Fig. 1. Visual comparison of the M50-O (top) and M50-OS (bottom) and illustration of the deformable thoraco-abdominal region of each model.
Fig. 1. Visual comparison of the M50-O (top) and M50-OS (bottom) and illustration of the deformable thoraco-abdominal region of each model.

The deformable flesh components are majority hexahedral elements with a hemispherical tetrahedral element region used locally around major articulations (for positioning purposes). In the M50-O, the flesh was modeled using a hyperelastic material that can incorporate strain stiffening via a uniaxial load curve (Yamada and Evans Citation1970) and is based on the Ogden rubber model. Because this material model (*MAT_SIMPLIFIED_RUBBER) was relatively computationally expensive, the M50-OS utilizes a direct implementation of Ogden rubber (*MAT_OGDEN_RUBBER) that was determined to be well suited for white adipose tissue (Egelbrektsson Citation2011). The parameters for this material were determined by running the uniaxial compressive simulation using the parameters provided by Egelbrektsson (Citation2011) to obtain a force–deflection curve. This curve was subsequently stiffened at high strains (>35%) by increasing the corresponding force by 50% for stability.
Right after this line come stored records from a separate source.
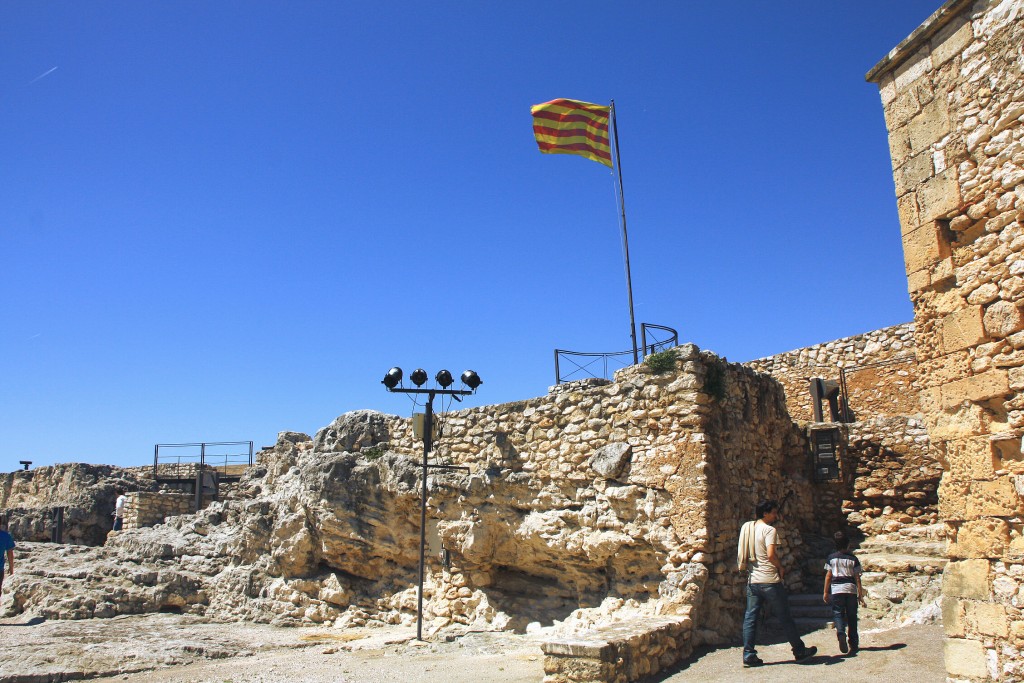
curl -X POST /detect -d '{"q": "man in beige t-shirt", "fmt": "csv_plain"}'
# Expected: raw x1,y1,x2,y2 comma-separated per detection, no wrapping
740,501,818,667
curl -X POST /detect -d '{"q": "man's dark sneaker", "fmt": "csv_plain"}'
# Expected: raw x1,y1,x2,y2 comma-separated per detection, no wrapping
794,645,818,664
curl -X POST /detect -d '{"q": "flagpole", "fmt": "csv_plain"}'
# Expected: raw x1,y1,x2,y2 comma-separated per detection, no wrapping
611,99,640,366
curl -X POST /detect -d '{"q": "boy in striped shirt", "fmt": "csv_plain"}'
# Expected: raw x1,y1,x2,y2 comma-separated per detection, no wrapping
821,531,864,654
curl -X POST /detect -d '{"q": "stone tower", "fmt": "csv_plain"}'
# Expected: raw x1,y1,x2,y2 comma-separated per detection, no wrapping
867,0,1024,681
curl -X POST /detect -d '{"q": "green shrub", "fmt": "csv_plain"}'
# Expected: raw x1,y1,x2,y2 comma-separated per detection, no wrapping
362,443,388,460
705,362,725,400
643,348,676,375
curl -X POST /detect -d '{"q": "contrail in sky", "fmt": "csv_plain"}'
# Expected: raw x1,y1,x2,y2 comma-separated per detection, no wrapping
29,67,57,85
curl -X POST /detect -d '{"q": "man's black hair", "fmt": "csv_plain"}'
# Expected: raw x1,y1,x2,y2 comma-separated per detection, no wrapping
755,501,778,519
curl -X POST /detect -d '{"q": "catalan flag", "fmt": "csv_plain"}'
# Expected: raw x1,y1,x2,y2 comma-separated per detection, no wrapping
529,99,611,167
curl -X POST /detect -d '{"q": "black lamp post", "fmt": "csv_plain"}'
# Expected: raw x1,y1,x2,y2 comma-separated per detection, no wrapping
381,368,483,640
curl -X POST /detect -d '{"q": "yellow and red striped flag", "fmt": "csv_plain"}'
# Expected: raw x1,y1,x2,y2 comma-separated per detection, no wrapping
529,99,611,167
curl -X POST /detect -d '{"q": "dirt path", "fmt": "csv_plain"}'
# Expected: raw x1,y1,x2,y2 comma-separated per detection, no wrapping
0,614,945,683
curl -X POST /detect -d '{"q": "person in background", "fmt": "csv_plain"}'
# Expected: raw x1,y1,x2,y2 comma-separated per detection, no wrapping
0,516,14,591
739,501,818,667
821,531,864,654
114,488,128,531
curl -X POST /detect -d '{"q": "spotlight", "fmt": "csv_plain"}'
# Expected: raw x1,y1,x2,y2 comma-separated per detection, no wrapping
381,368,401,389
434,370,455,389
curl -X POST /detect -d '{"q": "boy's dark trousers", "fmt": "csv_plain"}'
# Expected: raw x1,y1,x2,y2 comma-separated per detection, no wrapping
831,593,860,649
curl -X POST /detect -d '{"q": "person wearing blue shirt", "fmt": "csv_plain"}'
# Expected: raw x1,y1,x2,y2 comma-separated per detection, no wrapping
0,517,14,591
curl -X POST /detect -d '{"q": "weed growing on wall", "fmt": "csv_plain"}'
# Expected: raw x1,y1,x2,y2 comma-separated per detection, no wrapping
705,362,725,400
643,348,676,375
362,443,388,460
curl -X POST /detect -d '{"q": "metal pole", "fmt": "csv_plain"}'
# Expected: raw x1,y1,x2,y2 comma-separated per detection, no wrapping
611,99,640,366
416,391,434,640
839,368,852,423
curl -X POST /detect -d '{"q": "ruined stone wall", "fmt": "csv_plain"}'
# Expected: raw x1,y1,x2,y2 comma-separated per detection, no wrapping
745,323,941,538
695,358,815,642
868,0,1024,680
284,345,802,640
123,492,196,529
843,417,942,537
0,463,153,545
745,323,921,422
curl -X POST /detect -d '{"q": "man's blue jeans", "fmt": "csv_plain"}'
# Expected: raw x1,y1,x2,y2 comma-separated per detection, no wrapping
743,584,805,660
830,593,860,649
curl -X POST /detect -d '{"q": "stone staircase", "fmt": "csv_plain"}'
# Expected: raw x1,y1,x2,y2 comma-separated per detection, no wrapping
790,524,947,630
790,589,833,633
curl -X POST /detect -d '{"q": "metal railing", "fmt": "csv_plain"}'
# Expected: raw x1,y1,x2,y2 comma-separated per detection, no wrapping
555,323,679,384
153,441,253,478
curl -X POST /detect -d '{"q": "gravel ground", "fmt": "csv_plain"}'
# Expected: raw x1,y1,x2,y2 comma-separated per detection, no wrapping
0,614,945,683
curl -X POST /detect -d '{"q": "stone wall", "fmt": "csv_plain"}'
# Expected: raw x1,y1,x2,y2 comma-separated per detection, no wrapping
843,417,942,537
123,492,196,529
745,323,921,422
0,463,153,545
868,0,1024,681
305,345,813,640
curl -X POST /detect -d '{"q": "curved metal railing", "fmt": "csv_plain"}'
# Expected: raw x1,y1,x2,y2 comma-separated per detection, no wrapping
555,323,679,384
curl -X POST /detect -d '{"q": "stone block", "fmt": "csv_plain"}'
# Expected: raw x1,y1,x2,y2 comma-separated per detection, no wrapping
984,301,1024,339
903,222,950,272
942,559,992,600
967,477,1021,518
907,97,949,154
893,154,935,196
942,595,964,638
906,270,932,294
918,169,961,222
893,45,932,90
884,88,921,130
942,638,988,679
896,193,921,234
942,370,1010,409
967,602,1010,638
949,519,1010,558
931,257,956,286
932,14,974,69
937,307,987,356
590,443,633,479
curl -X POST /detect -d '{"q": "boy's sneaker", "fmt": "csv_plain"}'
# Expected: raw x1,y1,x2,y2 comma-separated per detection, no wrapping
794,645,818,664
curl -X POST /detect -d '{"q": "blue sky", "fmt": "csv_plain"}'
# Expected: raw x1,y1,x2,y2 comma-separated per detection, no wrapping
0,0,940,471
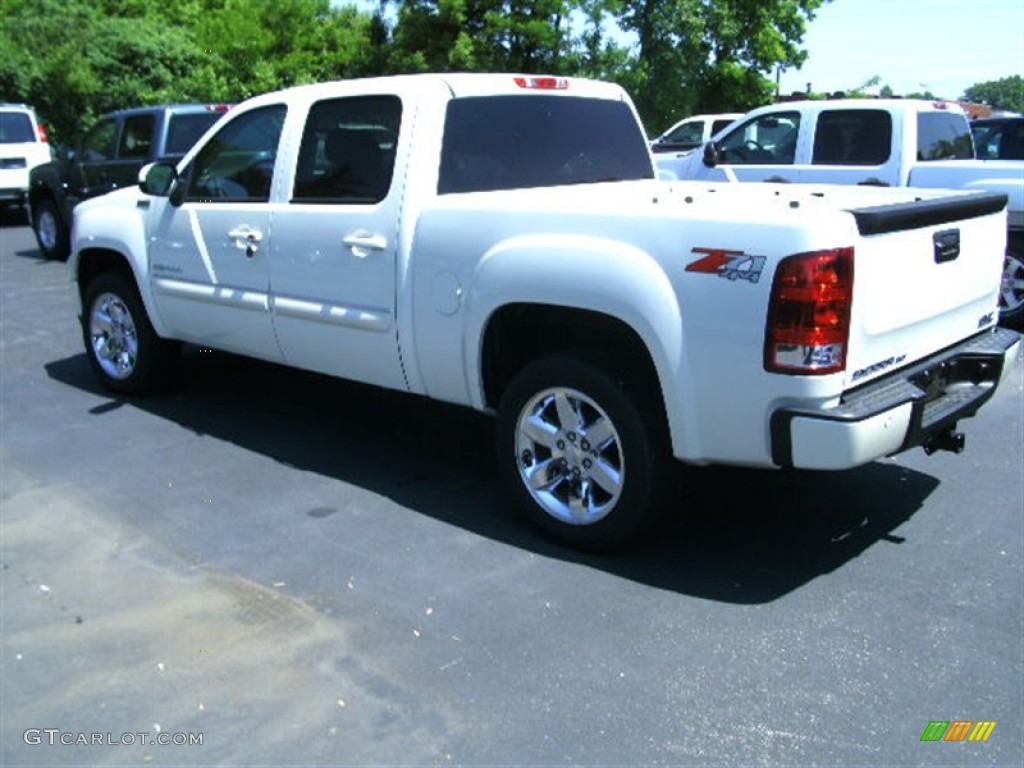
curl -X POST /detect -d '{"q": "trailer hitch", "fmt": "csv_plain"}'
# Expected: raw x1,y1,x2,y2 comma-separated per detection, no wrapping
923,427,967,456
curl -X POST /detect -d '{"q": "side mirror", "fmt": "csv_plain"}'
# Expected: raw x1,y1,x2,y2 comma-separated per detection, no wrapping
138,163,178,198
703,141,720,168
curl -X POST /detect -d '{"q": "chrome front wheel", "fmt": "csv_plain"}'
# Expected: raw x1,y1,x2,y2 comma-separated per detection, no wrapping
999,246,1024,330
88,293,138,381
515,387,626,525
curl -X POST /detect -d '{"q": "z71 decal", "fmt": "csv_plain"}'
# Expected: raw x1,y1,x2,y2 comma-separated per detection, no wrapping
686,248,765,283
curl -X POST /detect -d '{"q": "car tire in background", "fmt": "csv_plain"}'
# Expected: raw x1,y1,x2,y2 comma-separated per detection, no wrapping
497,356,668,551
32,198,71,260
999,240,1024,331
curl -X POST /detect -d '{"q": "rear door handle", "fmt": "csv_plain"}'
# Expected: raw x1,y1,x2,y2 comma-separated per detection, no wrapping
227,224,263,259
341,229,387,259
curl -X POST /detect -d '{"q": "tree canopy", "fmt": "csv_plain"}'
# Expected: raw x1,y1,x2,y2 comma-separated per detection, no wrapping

The viscera in the thoraco-abdominal cavity were modeled as a 2-layered homogeneous component separated at the location of the diaphragm (). The upper section was subsequently split into 2 additional components with a low-shear region at the center of the chest cavity to mimic the presence of fluid and to tune the response in frontal impacts. These 3 sections were modeled as a highly compressible low-density foam that is commonly used to model ATDs (Canha et al. Citation2000), but the load curve defining the nominal stress versus strain and elastic modulus was specific to each region and obtained using the methods described previously. The outer component of the thorax cavity was modeled using the compressive properties of the lung (Yuen et al. Citation2008). The inner, low-shear region of the thorax was consistent with the compressive behavior of a heart tissue model (Deng et al. Citation1999) and the abdomen section utilized the compressive behavior of the liver (Lee and Yang Citation2001).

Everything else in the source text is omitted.